8. The system of claim 7, wherein the edge swallower is configured to receive a control signal, and swallow an edge in the clock signal in response to an edge in the control signal.
9. A system, comprising:
a deserializer having a data input, a clock input, and parallel outputs, wherein the deserializer is configured to receive a serial data stream at the data input, convert the serial data stream into parallel data, and output the parallel data at the parallel outputs; and
a pulse swallower coupled to the clock input of the deserializer.
10. The system of claim 9, wherein the deserializer is configured to sequentially capture bits in the serial data stream on rising edges at the clock input of the deserializer, wherein the parallel data include the captured bits.
11. The system of claim 9, further comprising a controller coupled to the parallel outputs of the deserializer and the pulse swallower, wherein the controller is configured to:
compare a word in the parallel data with a pattern; and
cause the pulse swallower to swallow a pulse of a clock signal if the word does not match the pattern, wherein the pulse swallower outputs the clock signal to the clock input of the deserializer after the pulse is swallowed.
12. The system of claim 9, wherein the pulse swallower comprises:
a clock gating circuit having an input and an output, wherein the input of the clock gating circuit is configured to receive a clock signal, and the output of the clock gating circuit is coupled to the clock input of the deserializer; and
a gating control circuit configured to receive a control signal, and cause the clock gating circuit to gate a pulse in the clock signal in response to an edge in the control signal, wherein the clock gating circuit outputs the clock signal to the clock input of the deserializer after the pulse is gated.
13. The system of claim 12, wherein the edge is a rising edge.
14. The system of claim 12, wherein the edge is a falling edge.
15. The system of claim 12, further comprising a controller coupled to the parallel outputs of the deserializer and the gating control circuit, wherein the controller is configured to:
output the control signal to the gating control circuit;
compare a word in the parallel data with a pattern; and
toggle the control signal to generate the edge if the word does not match the pattern.

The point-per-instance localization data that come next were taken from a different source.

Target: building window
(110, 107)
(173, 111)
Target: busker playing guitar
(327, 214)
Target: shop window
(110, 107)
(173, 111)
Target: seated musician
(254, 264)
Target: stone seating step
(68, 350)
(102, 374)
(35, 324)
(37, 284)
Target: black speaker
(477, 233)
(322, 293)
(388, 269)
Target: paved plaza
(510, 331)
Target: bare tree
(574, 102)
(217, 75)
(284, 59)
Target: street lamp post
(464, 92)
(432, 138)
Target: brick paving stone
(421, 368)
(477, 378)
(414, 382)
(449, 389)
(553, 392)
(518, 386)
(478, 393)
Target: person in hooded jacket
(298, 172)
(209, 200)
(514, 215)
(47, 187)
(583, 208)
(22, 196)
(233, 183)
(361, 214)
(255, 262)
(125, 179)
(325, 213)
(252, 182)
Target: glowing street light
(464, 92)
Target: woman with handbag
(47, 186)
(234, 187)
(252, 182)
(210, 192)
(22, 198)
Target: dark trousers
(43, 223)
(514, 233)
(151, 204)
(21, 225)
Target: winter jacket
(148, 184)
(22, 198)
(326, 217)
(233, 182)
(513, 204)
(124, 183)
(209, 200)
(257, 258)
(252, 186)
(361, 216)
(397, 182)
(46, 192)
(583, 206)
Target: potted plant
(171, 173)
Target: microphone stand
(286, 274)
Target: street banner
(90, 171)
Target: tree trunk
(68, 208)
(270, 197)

16. The system of claim 9, wherein the deserializer is integrated on a first chip, and the system further comprises:
a first receiver configured to receive the serial data stream from a second chip via a first link, and output the serial data stream to the data input of the deserializer; and
a second receiver configured to receive a clock signal from the second chip via a second link, and output the clock signal at an output of the second receiver, wherein the pulse swallower is coupled between the output of the second receiver and the clock input of the deserializer.

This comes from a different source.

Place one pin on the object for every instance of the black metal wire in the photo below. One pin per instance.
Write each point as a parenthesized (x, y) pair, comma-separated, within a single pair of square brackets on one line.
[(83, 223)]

17. The system of claim 16, wherein the pulse swallower is configured to receive a control signal, and swallow a pulse in the clock signal in response to an edge in the control signal.
18. A method of word alignment, comprising:
comparing a word at parallel outputs of a deserializer with a pattern;
determining the word does not match the pattern;
in response to determining the word does not match the pattern, swallowing an edge of a clock signal; and
inputting the clock signal to a clock input of the deserializer after the edge is swallowed.
19. The method of claim 18, wherein swallowing the edge of the clock signal comprises switching a source of the clock signal from a first clock signal to a second clock signal, wherein the first clock signal and the second clock signal are complementary.